All Saints is singled out by the Essex Field Club as being ‘one of the best churches in Essex for the variety of natural stones in its external fabric’. This is the result of Essex having no good supply of building stone, and having to make the best of the materials available, all held together with generous quantities of lime mortar. The walls were originally covered with a thin layer of plaster, to protect the fragile surface from the weather.
The church as first built in about 1115 consisted of a nave, the same size as it is now, and a chancel with an apsidal east end (comparable to Little Braxted). There was a small round arch in the wall separating the nave from the chancel, and the few windows were narrow and high up in the walls. The roof was covered with oak shingles.
About a hundred years later the chancel was more than doubled in length.
At the same time the west tower was built. The masonry walls only reach to the height of the nave, and it was presumably meant to go higher; above that was a timber belfry and spire.
There is an interesting comparison that can be made between the quoins (corners) of the 12th-century nave and the 13th-century chancel and tower. The older quoins are built using Roman bricks and tiles, a very common feature of Essex churches; the material was readily available, and provided the strength needed for corners that could not be provided by the rubble of which the rest of the walls were built. Also as part of the 13th-century changes the roof shingles were replaced with tiles; some of these (larger than modern ones) can still be seen on the north side of the nave.
Many changes would have taken place to the interior of the church at the Reformation, although we can only speculate what these might have been. However, no significant changes to the actual structure took place until
1761–2, when the Du Cane Pew was added to the north side of the nave.

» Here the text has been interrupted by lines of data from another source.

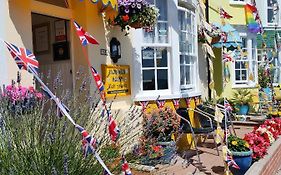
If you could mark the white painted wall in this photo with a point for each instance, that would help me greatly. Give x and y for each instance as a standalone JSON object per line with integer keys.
{"x": 16, "y": 30}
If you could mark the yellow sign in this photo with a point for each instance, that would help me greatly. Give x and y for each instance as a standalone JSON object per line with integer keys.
{"x": 116, "y": 80}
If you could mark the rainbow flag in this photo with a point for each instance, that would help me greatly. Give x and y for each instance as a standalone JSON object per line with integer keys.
{"x": 253, "y": 25}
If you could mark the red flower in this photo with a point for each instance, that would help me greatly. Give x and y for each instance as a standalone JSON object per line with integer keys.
{"x": 125, "y": 18}
{"x": 156, "y": 148}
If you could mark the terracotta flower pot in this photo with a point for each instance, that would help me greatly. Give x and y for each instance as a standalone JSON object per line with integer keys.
{"x": 136, "y": 25}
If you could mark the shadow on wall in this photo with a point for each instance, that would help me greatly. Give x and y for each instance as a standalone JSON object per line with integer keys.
{"x": 218, "y": 73}
{"x": 21, "y": 22}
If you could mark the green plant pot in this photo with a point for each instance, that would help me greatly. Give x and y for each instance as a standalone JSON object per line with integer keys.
{"x": 243, "y": 109}
{"x": 243, "y": 160}
{"x": 169, "y": 151}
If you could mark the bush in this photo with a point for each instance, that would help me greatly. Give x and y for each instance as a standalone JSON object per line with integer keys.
{"x": 40, "y": 142}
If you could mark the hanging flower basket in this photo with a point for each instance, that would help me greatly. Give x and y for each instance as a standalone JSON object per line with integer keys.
{"x": 136, "y": 25}
{"x": 136, "y": 14}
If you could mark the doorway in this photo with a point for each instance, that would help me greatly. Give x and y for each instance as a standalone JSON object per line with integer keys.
{"x": 51, "y": 46}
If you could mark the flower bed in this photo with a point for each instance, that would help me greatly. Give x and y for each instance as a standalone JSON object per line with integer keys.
{"x": 263, "y": 136}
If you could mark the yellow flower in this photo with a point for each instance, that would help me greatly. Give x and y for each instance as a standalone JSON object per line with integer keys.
{"x": 234, "y": 143}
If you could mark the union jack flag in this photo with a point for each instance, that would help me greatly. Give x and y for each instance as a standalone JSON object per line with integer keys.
{"x": 89, "y": 143}
{"x": 144, "y": 105}
{"x": 227, "y": 106}
{"x": 224, "y": 14}
{"x": 176, "y": 103}
{"x": 187, "y": 100}
{"x": 50, "y": 95}
{"x": 197, "y": 100}
{"x": 114, "y": 131}
{"x": 125, "y": 167}
{"x": 223, "y": 36}
{"x": 97, "y": 79}
{"x": 160, "y": 103}
{"x": 230, "y": 162}
{"x": 24, "y": 58}
{"x": 227, "y": 57}
{"x": 84, "y": 36}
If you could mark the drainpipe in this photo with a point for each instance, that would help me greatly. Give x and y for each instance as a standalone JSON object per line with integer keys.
{"x": 207, "y": 58}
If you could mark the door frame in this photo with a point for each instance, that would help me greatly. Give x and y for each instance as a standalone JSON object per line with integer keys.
{"x": 62, "y": 13}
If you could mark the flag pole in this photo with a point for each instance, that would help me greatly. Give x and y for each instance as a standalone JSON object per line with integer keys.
{"x": 59, "y": 104}
{"x": 102, "y": 94}
{"x": 67, "y": 115}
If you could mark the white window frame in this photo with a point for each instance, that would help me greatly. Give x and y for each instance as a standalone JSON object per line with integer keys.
{"x": 239, "y": 2}
{"x": 155, "y": 69}
{"x": 140, "y": 43}
{"x": 193, "y": 55}
{"x": 251, "y": 59}
{"x": 276, "y": 67}
{"x": 277, "y": 16}
{"x": 174, "y": 90}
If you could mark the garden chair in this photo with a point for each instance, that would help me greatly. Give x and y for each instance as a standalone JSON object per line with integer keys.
{"x": 206, "y": 124}
{"x": 210, "y": 111}
{"x": 265, "y": 100}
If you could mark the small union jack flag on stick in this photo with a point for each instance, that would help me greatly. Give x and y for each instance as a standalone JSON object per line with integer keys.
{"x": 84, "y": 36}
{"x": 227, "y": 106}
{"x": 176, "y": 103}
{"x": 89, "y": 143}
{"x": 114, "y": 131}
{"x": 160, "y": 103}
{"x": 125, "y": 167}
{"x": 224, "y": 14}
{"x": 197, "y": 101}
{"x": 144, "y": 105}
{"x": 24, "y": 58}
{"x": 99, "y": 82}
{"x": 188, "y": 100}
{"x": 230, "y": 162}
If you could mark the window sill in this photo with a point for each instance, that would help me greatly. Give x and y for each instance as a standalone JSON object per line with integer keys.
{"x": 146, "y": 97}
{"x": 237, "y": 3}
{"x": 186, "y": 94}
{"x": 245, "y": 86}
{"x": 153, "y": 97}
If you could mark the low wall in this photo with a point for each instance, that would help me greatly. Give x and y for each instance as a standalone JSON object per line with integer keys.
{"x": 270, "y": 163}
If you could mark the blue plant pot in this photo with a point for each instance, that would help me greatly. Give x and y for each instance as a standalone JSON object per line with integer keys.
{"x": 243, "y": 160}
{"x": 243, "y": 109}
{"x": 268, "y": 93}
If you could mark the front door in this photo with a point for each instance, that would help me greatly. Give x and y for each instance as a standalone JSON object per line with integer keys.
{"x": 52, "y": 48}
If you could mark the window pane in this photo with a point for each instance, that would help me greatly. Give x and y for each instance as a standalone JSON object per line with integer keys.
{"x": 149, "y": 36}
{"x": 270, "y": 3}
{"x": 244, "y": 75}
{"x": 162, "y": 6}
{"x": 237, "y": 75}
{"x": 237, "y": 65}
{"x": 162, "y": 79}
{"x": 187, "y": 60}
{"x": 148, "y": 80}
{"x": 162, "y": 32}
{"x": 270, "y": 16}
{"x": 161, "y": 57}
{"x": 148, "y": 57}
{"x": 182, "y": 75}
{"x": 187, "y": 75}
{"x": 181, "y": 59}
{"x": 181, "y": 20}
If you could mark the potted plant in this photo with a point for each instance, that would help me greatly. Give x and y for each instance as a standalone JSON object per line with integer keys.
{"x": 242, "y": 98}
{"x": 21, "y": 99}
{"x": 264, "y": 77}
{"x": 158, "y": 130}
{"x": 136, "y": 14}
{"x": 241, "y": 154}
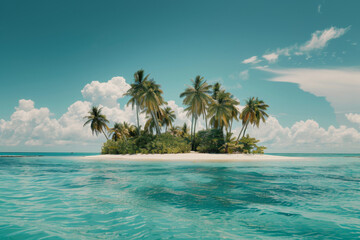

Peter Du Cane had bought Braxted Lodge (as it then was) in 1751 and wished to provide somewhere comfortable for his family to sit. The fine north window, with stained glass by William Warrington, was installed in 1844; it shows nine scenes from the life of Christ, from the Nativity to the Resurrection.
The vestry was extended in 2004–6 by David Whymark, to provide lavatories and a small kitchen.
The recent work to the church is quickly blending in, and there will soon be little visible evidence of it, but it will help to keep the building standing for another 900 years.